Luckily, there are still options for those wishing to watch more futball here in America. Shopping the streaming market isn’t always easy or fun, but thanks to the advertising potential and minimal hardware required, there are free week-trials galore to try what works for you. After taking a look at a handful of providers specializing in international sports, all with varying options for matches and channels, the clear winner for full scope Champions League and La Liga coverage seems to be the cloud DVR equipped Fubo TV. As the Champions League kicked off this week, I was able to find a feed for virtually every match outside of the major games presented by TNT on mobile, Chromecast and on my computer. Similarly, I had a solid experience recording the ones I couldn’t watch in real time with the cloud DVR.
While it’s certainly not ideal to be searching far and wide for our desired content, it also feels pretty idealistic to believe that there will ever be a consummate content provider. Consumers must sometimes seek out what programming packages are most suited for them, but lucky for us the options are out there (for now). However, like the cultural tapestry that is the World Cup Champion French National team, I believe greatness in any field, whether it be innovation in technology or excellence on the pitch, relies on diversity for its long-term strength.
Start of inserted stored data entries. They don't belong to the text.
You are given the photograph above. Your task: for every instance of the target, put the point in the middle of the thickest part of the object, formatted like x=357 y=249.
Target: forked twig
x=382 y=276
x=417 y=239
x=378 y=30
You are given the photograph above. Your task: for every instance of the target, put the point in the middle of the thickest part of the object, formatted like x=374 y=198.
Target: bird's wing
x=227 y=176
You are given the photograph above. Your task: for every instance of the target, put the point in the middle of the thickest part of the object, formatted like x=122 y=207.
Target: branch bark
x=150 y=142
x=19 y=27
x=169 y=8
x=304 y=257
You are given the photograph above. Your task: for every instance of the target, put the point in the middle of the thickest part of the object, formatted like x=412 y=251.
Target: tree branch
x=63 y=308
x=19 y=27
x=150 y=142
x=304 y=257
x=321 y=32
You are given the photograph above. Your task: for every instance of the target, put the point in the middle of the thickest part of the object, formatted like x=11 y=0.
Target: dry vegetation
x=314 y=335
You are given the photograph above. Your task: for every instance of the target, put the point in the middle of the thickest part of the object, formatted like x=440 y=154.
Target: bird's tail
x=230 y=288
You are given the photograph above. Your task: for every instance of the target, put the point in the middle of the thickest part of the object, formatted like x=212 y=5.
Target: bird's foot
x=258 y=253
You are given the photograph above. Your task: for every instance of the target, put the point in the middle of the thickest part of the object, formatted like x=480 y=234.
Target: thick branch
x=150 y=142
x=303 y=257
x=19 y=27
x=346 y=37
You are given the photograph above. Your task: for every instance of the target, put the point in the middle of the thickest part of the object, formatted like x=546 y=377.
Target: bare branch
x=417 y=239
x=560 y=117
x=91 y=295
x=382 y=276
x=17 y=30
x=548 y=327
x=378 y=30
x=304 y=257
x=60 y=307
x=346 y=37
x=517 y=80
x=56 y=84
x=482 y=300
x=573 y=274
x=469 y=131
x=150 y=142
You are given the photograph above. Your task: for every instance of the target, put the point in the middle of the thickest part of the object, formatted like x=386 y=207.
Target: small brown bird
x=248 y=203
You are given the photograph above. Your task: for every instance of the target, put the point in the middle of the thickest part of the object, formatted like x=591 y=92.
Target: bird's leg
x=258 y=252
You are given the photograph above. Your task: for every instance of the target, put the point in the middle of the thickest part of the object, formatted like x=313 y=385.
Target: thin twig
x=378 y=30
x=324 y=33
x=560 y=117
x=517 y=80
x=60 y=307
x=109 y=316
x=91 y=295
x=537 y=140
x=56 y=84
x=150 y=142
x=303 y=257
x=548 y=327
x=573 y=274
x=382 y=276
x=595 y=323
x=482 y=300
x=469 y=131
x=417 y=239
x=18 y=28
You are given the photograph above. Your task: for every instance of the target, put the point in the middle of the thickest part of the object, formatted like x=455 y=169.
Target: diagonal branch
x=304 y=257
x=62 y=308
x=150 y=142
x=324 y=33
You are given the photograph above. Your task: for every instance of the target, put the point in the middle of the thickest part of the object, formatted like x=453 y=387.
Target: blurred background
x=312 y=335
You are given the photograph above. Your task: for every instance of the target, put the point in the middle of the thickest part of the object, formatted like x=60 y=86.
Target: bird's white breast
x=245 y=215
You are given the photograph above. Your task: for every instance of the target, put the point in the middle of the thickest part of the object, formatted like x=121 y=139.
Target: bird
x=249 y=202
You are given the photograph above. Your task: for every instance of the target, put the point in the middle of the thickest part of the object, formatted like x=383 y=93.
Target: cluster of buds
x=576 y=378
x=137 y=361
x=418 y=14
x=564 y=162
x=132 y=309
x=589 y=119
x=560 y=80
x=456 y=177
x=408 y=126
Soccer is a game that thrives on access, from the ability for any young player regardless of financial status to play, to our ability to watch the best teams in the world perform the game at the highest level. As this access window narrows, U.S. soccer (and perhaps media giants as well) seem to simultaneously be narrowing their field of vision on the subject. As the U.S. Women’s team gets set to compete again for their rightful spot as World champions next year and the 2026 men’s World Cup makes its way to North America, wouldn’t now be the time to recognize what’s on the horizon, and switch the field to open things up?